Honestly, if I totally dressed for myself, I would leave the house in sweats and tennies everyday, I would only dress for ultimate comfort. But how I dress affects how I feel, and I like to look nice. How I dress, and how I look shows the world a quick glimpse of who I am.
It took me YEARS, but I can apply cat eye liquid eyeliner without a mirror It also helps if you have a few friends who are either models or makeup artists...they taught me a lot. I still prefer a classic look though, liquid eyeliner on top, charcoal lining the bottom lid and deep red lipstick. Takes me about 5 minutes to put on and I don't think it will ever go out of style.
I'm impressed ! BTW, do you have a favorite red lipstick?

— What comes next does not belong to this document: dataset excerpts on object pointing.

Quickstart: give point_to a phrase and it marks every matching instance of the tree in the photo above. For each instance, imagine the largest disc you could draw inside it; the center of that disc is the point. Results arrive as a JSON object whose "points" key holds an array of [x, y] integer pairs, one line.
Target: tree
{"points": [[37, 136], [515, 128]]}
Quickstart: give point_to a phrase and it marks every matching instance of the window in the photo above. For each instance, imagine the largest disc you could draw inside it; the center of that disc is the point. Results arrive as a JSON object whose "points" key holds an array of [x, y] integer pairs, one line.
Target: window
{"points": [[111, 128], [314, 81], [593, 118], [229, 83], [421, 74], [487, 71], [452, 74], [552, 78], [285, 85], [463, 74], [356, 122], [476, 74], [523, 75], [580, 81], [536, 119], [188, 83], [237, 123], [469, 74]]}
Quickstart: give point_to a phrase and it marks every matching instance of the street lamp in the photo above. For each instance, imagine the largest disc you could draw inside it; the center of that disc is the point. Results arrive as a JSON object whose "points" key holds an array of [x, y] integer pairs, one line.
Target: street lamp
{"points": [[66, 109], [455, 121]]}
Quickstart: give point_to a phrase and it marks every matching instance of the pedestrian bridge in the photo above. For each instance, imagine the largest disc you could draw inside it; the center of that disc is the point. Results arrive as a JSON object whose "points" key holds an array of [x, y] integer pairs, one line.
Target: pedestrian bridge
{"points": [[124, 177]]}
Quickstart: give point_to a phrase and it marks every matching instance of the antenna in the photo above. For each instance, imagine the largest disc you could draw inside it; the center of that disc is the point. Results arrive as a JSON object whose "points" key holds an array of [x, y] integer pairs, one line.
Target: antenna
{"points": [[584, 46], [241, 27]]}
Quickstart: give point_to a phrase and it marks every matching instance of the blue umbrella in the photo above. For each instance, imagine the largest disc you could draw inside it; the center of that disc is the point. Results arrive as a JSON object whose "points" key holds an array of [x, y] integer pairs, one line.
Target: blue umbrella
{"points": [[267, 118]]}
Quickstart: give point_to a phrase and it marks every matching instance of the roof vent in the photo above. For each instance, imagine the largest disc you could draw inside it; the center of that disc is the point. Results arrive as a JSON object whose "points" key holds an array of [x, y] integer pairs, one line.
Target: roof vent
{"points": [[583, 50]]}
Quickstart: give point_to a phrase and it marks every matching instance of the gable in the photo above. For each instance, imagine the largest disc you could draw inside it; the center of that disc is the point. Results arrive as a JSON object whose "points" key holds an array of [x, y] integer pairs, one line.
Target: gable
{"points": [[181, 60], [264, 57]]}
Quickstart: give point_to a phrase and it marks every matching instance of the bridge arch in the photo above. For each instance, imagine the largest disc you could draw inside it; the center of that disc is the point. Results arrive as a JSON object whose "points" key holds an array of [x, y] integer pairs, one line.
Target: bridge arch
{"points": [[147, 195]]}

I'm married to a man who thinks I'm beautiful when I wake up, bleary-eyed with no makeup and a bird's nest on my head. I work in a quasi-academic environment where the intellectual is valued far above the superficial, and most of my coworkers dress accordingly. My friends are relatively unconcerned with style, and I don't need or relish the approval of strangers--in fact, I'm introverted to the extent that even positive attention is uncomfortable.
But I'm also someone who seeks out beauty in every part of life. I have a visual-artistic streak that does not have an outlet in my day job, and my clothes are an expression of my aesthetic preferences in the same way that my home is. And I've spent many years in Europe, where men and women alike tend to dress more elegantly and intentionally than they do here.
Briefly, I dress well not because I like attention, but because my desire for beauty everywhere exceeds my wish to be invisible.
You already said you won't believe a word, and you'll probably call me pretentious on top of it, but there you go. That's my reason.
That means on a subconscious level you dressed differently based on other influences.
No, I know exactly why I was doing it. I like experimenting with different styles but when you live in a podunk cowtown it can cause more issues than it's worth. I really enjoyed dressing up for work, even when I knew I wouldn't see a single soul the entire day.
Quote:
Originally Posted by ellemint
I'm impressed ! BTW, do you have a favorite red lipstick?
I tend to mix them because it's hard to find a color that matches my skin right. Either they're too orange or too blue... I actually use small petri dishes (nerd, I know) and melt different shades together until I get one I like, then I use a brush to apply it. Kind of a pain in the butt when you're going out, but I usually have a few regular shades on me for touch ups.
Surprisingly, the cheaper ones have held up the best.
No, I know exactly why I was doing it. I like experimenting with different styles but when you live in a podunk cowtown it can cause more issues than it's worth. I really enjoyed dressing up for work, even when I knew I wouldn't see a single soul the entire day.
But you admitted you needed to change your style to suit others, by "fitting in." That's still an example of dressing for others or caring what others think.